Because we review TRT and men's-health telehealth providers, here's the safety checklist we apply — and that you can apply yourself. A provider worth using should:

• Require bloodwork before prescribing — at minimum total testosterone (ideally confirmed on a second draw), plus a baseline CBC/hematocrit and PSA where appropriate.
• Connect you to a licensed clinician for an actual evaluation, not a checkbox form that ends in a prescription regardless of your answers.
• Build in ongoing monitoring — follow-up labs on a defined schedule, not a one-and-done.
• Discuss fertility up front and offer or refer for alternatives (clomiphene, hCG) when appropriate.
• Be transparent about formulation and cost, and tell you whether anything is compounded.

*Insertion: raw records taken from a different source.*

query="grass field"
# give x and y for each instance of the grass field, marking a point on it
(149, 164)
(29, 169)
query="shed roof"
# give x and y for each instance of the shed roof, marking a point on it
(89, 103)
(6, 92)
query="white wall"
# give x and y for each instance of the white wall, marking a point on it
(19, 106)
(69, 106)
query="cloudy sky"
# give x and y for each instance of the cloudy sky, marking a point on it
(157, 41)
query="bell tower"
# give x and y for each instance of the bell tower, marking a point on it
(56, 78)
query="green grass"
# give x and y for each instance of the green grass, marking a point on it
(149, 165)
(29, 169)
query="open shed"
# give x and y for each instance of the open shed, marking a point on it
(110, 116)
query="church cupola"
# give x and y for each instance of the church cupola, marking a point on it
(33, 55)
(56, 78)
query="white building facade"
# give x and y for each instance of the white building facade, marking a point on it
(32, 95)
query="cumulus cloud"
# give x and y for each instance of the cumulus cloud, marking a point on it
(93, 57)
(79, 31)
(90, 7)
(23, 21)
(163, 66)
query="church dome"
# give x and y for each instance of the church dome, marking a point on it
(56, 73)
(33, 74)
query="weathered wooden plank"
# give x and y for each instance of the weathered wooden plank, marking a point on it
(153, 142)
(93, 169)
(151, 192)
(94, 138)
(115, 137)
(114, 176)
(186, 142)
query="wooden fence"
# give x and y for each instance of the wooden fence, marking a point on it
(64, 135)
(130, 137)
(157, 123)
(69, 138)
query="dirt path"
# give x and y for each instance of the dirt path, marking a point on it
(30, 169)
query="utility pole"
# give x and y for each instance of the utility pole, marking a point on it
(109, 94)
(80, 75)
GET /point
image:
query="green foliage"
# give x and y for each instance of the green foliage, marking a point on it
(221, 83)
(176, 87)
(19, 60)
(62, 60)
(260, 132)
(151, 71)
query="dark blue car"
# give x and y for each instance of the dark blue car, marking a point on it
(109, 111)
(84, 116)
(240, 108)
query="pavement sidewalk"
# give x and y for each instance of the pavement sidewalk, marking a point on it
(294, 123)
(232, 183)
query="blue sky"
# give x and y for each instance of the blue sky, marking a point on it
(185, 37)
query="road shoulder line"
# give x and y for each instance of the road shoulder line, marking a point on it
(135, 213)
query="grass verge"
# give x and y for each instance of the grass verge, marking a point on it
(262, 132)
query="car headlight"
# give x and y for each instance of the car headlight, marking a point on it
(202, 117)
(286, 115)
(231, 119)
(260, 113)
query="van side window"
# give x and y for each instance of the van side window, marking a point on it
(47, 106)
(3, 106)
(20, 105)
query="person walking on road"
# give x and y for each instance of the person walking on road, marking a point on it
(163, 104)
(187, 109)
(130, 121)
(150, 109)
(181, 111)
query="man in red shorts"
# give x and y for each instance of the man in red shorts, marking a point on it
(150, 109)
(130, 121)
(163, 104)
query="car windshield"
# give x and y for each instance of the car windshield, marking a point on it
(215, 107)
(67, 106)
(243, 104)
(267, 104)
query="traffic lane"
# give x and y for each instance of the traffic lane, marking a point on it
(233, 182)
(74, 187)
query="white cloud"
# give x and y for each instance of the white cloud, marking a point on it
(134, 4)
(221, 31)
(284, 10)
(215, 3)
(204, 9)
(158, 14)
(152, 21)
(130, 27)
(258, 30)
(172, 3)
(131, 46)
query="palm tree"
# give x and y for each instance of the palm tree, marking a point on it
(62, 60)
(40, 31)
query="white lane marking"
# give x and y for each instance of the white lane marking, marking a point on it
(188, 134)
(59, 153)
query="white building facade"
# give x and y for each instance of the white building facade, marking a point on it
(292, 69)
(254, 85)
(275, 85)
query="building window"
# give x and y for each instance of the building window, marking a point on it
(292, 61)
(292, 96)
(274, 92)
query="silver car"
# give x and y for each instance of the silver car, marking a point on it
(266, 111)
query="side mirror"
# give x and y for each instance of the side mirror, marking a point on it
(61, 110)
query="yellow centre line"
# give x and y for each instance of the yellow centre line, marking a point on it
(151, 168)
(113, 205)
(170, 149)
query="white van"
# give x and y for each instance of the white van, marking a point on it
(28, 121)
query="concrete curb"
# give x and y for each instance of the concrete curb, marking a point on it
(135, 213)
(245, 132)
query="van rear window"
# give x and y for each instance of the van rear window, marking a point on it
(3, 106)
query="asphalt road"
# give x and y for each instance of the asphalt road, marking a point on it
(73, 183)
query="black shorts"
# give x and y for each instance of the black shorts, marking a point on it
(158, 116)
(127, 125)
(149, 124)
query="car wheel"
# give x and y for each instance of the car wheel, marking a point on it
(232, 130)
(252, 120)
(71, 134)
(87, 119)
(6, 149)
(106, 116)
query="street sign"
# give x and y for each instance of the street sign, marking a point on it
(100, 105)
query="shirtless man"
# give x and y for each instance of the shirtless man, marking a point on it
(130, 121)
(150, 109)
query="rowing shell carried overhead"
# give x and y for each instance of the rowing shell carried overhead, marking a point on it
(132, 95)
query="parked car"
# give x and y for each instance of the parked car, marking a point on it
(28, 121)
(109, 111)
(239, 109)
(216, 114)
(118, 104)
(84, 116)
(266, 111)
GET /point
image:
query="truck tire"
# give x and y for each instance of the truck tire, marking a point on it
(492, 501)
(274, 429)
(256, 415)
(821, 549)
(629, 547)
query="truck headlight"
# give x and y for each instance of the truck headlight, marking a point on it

A note on compounded medications: Some telehealth providers offer compounded testosterone or related products. Compounded medications are not FDA-approved — the FDA does not review them for safety, effectiveness, or quality the way it does brand and generic drugs. That isn't automatically disqualifying, but you should know what you're getting and why, and a good provider will explain it. Any prices you see quoted are set by the provider and change often; treat them as a starting point and verify current pricing directly at the source before you commit.

In the spirit of being straight with you: the safety findings on this page are drawn from published, citable sources — the TRAVERSE trial in The New England Journal of Medicine (2023), FDA testosterone labeling and safety communications, and the Endocrine Society's clinical practice guideline on testosterone therapy in men with hypogonadism. Those are the strongest references available, and we've framed each number as a study or label finding rather than a promise about your results.

What we cannot verify for you is any individual provider's exact current protocol, lab panel, or pricing — those change, and they're set by each provider. We also can't tell you whether TRT is right for you; that depends on labs and history only a licensed clinician can assess. And we deliberately do not cite the marketing-style efficacy figures some clinics advertise ("X% more energy") because we couldn't trace them to a controlled trial. When we can't verify a claim, we leave it out rather than repeat it.

Bottom line: Is TRT safe? For the right man — diagnosed, prescribed, and monitored — the best available evidence says the risks are manageable and the most-feared one (major heart events) was not increased in the largest trial to date. For the wrong man, or the unmonitored one, it's a real gamble. The safe version of TRT is the boring, well-monitored version.